Por Soleá
En
los múltiples y variados talleres que se impartían en L’Ateneu Russafa estaba
el de guitarra flamenca; efímero taller dirigido por Faelo en el que nos dió tiempo de aprender la base de la Rumba y la de los Tangos antes de que nos
abandonase rumbo a Italia detrás de unas faldas.
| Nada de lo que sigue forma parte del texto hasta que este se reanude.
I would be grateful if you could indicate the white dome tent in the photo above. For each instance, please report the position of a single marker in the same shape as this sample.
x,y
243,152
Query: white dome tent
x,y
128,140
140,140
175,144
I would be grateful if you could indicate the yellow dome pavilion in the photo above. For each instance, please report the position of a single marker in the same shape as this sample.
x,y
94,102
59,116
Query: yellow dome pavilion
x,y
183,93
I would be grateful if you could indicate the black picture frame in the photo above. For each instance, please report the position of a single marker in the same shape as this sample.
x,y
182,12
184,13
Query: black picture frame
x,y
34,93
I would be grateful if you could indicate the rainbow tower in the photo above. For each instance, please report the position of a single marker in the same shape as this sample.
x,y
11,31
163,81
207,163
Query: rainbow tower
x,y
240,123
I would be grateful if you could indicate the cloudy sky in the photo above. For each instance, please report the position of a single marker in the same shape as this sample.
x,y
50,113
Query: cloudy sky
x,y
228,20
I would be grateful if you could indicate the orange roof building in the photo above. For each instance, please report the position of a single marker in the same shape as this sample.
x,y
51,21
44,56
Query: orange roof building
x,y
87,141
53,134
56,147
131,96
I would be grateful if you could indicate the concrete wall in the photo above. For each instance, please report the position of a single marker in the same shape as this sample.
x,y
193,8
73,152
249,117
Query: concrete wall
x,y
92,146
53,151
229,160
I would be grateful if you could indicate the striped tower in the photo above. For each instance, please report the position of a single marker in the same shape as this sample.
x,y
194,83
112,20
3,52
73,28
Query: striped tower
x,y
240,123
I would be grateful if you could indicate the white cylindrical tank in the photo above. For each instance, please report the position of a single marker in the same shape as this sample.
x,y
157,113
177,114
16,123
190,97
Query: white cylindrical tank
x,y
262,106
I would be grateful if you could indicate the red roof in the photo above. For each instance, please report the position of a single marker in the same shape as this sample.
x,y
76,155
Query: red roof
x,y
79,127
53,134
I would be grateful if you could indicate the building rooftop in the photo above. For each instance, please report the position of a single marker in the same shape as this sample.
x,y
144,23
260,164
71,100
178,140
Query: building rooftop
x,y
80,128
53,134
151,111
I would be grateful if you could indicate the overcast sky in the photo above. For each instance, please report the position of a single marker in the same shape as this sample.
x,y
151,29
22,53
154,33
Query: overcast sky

Nunca más supimos de él y nos
quedamos con nuestras guitarras y nuestras ganas; la mía era prestada, la
guitarra, no las ganas, así que quedé huérfana sólo a la mitad.
Con
el tiempo pude comprarme una guitarra para zurdas y llegué a tener un joven
profesor particular que me enseñaba los acordes básicos para los que mi tiempo
era claramente insuficiente: trabajaba siete días a la semana y el poco tiempo
libre que tenía lo dedicaba a reponer fuerzas para el día siguiente. La
histórica reivindicación de ocho horas de trabajo, ocho horas de descanso y
ocho horas de tiempo libre se la pasaba el Alcalde de mi pueblo por el forro de
los cojones. Cuando al fin tuve tiempo escaseó el dinero; esta vez me quedé con
la guitarra.
Hoy,
ahora, no tengo ni dinero ni guitarra, sé dónde está, pero me resulta imposible
conseguirla. El tiempo hace extraños giros de guión en los que la protagonista
no puede demostrar lo que valen sus cuerdas, lo que vale su alma.